The chief reason I knocked this down from what I suspected would be four stars is because I found it all a bit tedious. I was in no way bored out of my skull but I soon tired of watching him trying to light a fire night after night, endless shots of him sleeping, seeing tree branches blowing in the wind and streams flowing. Some of this could have been suggested. I think most of us caught on way back at the beginning.
By and large, the main character doesn't speak. Most of the dialogue comes from the bad guys when the story switches to see what they're up to. When we're with the main character, it's simply observing how he survives. When he falls over a mountainside, I am interested. But all the minutia leads me to the T-word (tedious).
In lieu of the main character's speaking, there are the mysterious voices espousing Indian mysticism and I confess this is a plot device I've never much cottoned to. Hokey.
I know many of you, particularly DiCaprio fans, may stay away because of the expected carnage and your distaste for it. Well, hold on. I'm not sure there was any of that, although maybe I am just immune to it at this point. The bear scene, of course, would be the roughest and while it certainly is something to behold, it is not one of gore and limbs flying about. I am sure the bear and I would agree it was done tastefully. One can only imagine how Quentin Tarantino would have handled this scene.
With all of the aforementioned now out in the open, let's not think I didn't enjoy this film because I surely did. I don't recall too many westerns I snubbed my nose at. Big outdoor adventures with good guys and bad guys and someone pursuing the other is just where I'd direct my horse to go. Add some marauding Indians and I won't even leave to refill my popcorn. The tender relationship between father and son is touching especially as it is played out against the backdrop of hostility.
One day when the elder DiCaprio writes his autobiography, when he mentions The Revenant, he is likely to capitalize on this shoot. Despite the fact that his warm trailer, some hot apple cider and a nubile young thing were probably waiting for him just 20 feet out of the camera's eye and even allowing for stuntmen in certain scenes, he no doubt found it grueling location work. They all must have.
This is not DiCaprio's best work but that is not to say it is anything he need apologize for. Sometimes actors have to rely heavily upon facial expressions and he convinced me. I feel the same about the entire cast. Damn good work guys... am just not sure we need to sing anyone's acting praises as though they haven't been better before. Hardy, that man of a thousand faces, is virtually unrecognizable, and I feel the same about his work here as I do the others.
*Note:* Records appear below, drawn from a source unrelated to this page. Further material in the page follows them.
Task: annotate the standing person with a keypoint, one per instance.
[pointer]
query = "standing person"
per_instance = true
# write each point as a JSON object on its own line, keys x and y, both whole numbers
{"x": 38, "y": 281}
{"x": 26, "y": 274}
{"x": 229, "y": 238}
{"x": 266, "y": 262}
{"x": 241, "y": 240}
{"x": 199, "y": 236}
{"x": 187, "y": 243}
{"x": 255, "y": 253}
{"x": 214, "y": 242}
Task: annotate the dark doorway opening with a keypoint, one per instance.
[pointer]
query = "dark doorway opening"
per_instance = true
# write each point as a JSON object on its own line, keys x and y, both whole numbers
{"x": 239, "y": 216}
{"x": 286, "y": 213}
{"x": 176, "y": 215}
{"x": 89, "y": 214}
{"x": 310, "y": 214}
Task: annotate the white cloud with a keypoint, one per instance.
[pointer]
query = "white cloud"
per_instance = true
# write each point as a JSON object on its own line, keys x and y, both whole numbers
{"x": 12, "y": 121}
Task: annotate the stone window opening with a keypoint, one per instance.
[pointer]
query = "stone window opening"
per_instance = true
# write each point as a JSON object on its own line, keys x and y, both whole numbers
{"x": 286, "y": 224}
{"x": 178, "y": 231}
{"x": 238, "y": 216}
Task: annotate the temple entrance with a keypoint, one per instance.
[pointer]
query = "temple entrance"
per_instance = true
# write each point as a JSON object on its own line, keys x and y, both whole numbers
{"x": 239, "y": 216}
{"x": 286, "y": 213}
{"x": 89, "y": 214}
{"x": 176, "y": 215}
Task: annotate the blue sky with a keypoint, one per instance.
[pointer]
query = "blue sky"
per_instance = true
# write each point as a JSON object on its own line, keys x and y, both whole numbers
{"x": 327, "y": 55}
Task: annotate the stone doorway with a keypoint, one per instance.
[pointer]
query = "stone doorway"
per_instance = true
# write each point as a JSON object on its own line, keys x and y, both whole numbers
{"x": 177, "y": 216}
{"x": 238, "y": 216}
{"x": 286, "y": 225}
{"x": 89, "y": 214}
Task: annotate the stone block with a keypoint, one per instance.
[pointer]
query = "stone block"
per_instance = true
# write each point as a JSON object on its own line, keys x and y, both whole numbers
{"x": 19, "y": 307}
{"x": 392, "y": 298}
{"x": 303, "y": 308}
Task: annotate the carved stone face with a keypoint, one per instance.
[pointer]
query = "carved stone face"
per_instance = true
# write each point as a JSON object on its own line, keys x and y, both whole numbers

Historically, actors have rarely won Oscars for westerns.
You trivia buffs may know that this movie reunites DiCaprio, Hardy and Lukas Haas from Inception (2010).
Likewise, I think Iñárritu's work in Birdman was more compelling. Since The Revenant is nothing like Birdman, I am inclined to think the director is far from being stuck in any one genre. I suspect there must have been some troubling aspects to deal with in making a big outdoor film. The enormity of it all is impressive.
The music was dramatic and most suitable as events unfolded. Ryuichi Sakamoto, Bryce Dessner and Carsten Nicolai made it feel epic.
In some ways this is more of an endurance test than a film... for the characters and for the audience. The story is cruel and punishing and unforgiving as it had to have been for mountain men, trappers and other adventurers of the time. There is a sense of history here that keeps me fascinated with tales of the American west.